Friday • 6/14/2024 •
Welcome to Daily Office Devotions. I’m Reggie Kidd. Thanks for joining me.
We’re taking a detour from the Daily Office readings this week and next. Instead, we’re thinking through various facets of worship and how our Lord provides meaningful communion with him through our formal corporate worship as well as in individual worship in our daily devotions. The thoughts offered here are excerpts (sometimes lightly edited) from articles I wrote for Worship Leader Magazine a few years ago.
They come from a season in my life when I was on a journey from more generic free-form worship to worship shaped by the classic liturgy. I hope these observations help you in your own quest to love God and your neighbor.
“A Campaign Only Love Can Win”
“Music is a universal phenomenon but not a universal language,” maintains ethnomusicologist Robin Harris. So true. Jake and Elwood Blues (The Blues Brothers, 1980) might not have made it out of Bob’s Country Bunker alive if they had not figured out the local language was “Theme from Rawhide,” not “Gimme Some Lovin’.”
Sometimes it’s not that easy. Once, some friends and I never got past a group’s stony silence with our songs. Another friend had asked us to come and lead worship. He thought our stuff was cool and he thought his group would think so too. Wrong! Unfortunately, unlike the Blues Brothers, we didn’t have a wide enough repertoire to adjust to the situation. It was a night to remember.
What does it take to learn somebody’s “heart language” of music? It takes learning their heart. It takes the singular language of love that Christ’s followers learn from the one they follow.
Singing Is Not the Only Worship
The Christian faith was born in the Middle East — born unwelcomed, born in controversy. It established itself largely through its irrepressible love. “Look … how they love one another!” complained unbelievers about Christ’s followers, according to the North African theologian Tertullian around A.D. 197/198. That love, observed modern historian E. R. Dodds, was “a major cause, perhaps the strongest single cause, of the spread of Christianity.”
Nearly 2,000 years later, nothing’s changed.
A friend of mine — call her Margie — ministers frequently in Tertullian’s part of the world. Hers is not a ministry of music, but she has a lot to teach those of us who think worship is just about the music. On a recent trip she had been asked to bring a teaching for women in ministry:
I really struggled with what I should share with the women. I had prepared two messages, but neither seemed appropriate. During my restless night before my scheduled time to speak it seemed that Jesus clearly spoke to me saying, ”Wash their feet.” But where would I find the basins and towels? I shared my desire with a servant leader and within a few hours everything appeared in our “upper room.”
I modeled the process with a dear sister who serves in a highly restrictive country. In humbleness I knelt before her and while washing her feet I quoted verses of encouragement and prayed for her as I finished. We traded places. The Spirit’s presence was very evident as we clung to one another in love and tears. Other ladies came and filled the chairs and washed each other’s feet. There were many tears, but much joy.

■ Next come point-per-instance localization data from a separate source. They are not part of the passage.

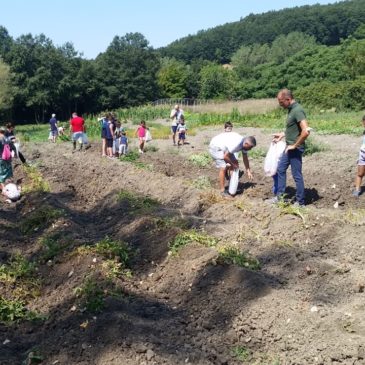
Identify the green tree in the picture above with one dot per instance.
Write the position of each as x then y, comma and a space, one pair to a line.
6, 97
127, 72
216, 82
173, 78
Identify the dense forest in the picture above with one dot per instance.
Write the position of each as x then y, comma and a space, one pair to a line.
318, 51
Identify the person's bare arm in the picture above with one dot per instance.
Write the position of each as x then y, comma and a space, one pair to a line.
305, 130
247, 165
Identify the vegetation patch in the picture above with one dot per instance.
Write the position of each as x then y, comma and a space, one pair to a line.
39, 219
14, 311
53, 245
191, 236
18, 282
231, 255
241, 353
137, 203
292, 209
36, 182
91, 295
201, 183
201, 159
116, 255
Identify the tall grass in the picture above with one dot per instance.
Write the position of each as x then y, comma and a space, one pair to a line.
260, 117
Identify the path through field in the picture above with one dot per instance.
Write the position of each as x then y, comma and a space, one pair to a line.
305, 305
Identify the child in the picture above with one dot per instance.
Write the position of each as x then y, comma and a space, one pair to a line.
123, 144
141, 134
228, 126
360, 165
181, 130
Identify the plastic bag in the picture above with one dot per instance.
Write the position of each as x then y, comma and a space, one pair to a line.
272, 157
85, 140
148, 136
11, 191
233, 181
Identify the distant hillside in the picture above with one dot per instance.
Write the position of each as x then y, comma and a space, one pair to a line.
327, 23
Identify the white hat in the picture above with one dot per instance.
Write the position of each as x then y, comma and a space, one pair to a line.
11, 191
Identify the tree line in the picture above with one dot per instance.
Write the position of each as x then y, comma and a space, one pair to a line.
38, 78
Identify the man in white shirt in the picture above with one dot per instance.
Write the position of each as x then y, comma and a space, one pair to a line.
175, 115
222, 149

One missionary wanted to wash others’ feet but did not allow someone to wash hers. That night when she shared with her husband, he knelt down and washed her feet. Another wanted to have her feet washed for her team member who was not at the conference. When she returned to her country of service, she washed her feet. One of the gifts we had taken for the ladies were bedroom slippers — not knowing that we would be washing their feet.
When the ladies shared their experience with their husbands the vision caught and spread. In fact, when the elders from that country visited the church leaders in yet another restrictive country — one where there is military conflict and where the gospel is just struggling to regain a foothold — they knelt and washed their brothers’ feet. Once again, the humbling, healing service was blessed.
It was as though the Lord were anointing an army of footwashers, to wage a campaign only love can win.
The way of love is the way of immersion. It’s the way of observation. It’s the way of listening. It’s a way that Margie had learned over time. If she had been a musician, she wouldn’t have needed beer bottles flying through chicken wire à la The Blues Brothers to get her attention. Nor would she have encountered stony silence from people who found her music alien.
She loved — she simply loved. Then when she finally made her offering, its recipients made it their own and found a way to multiply it.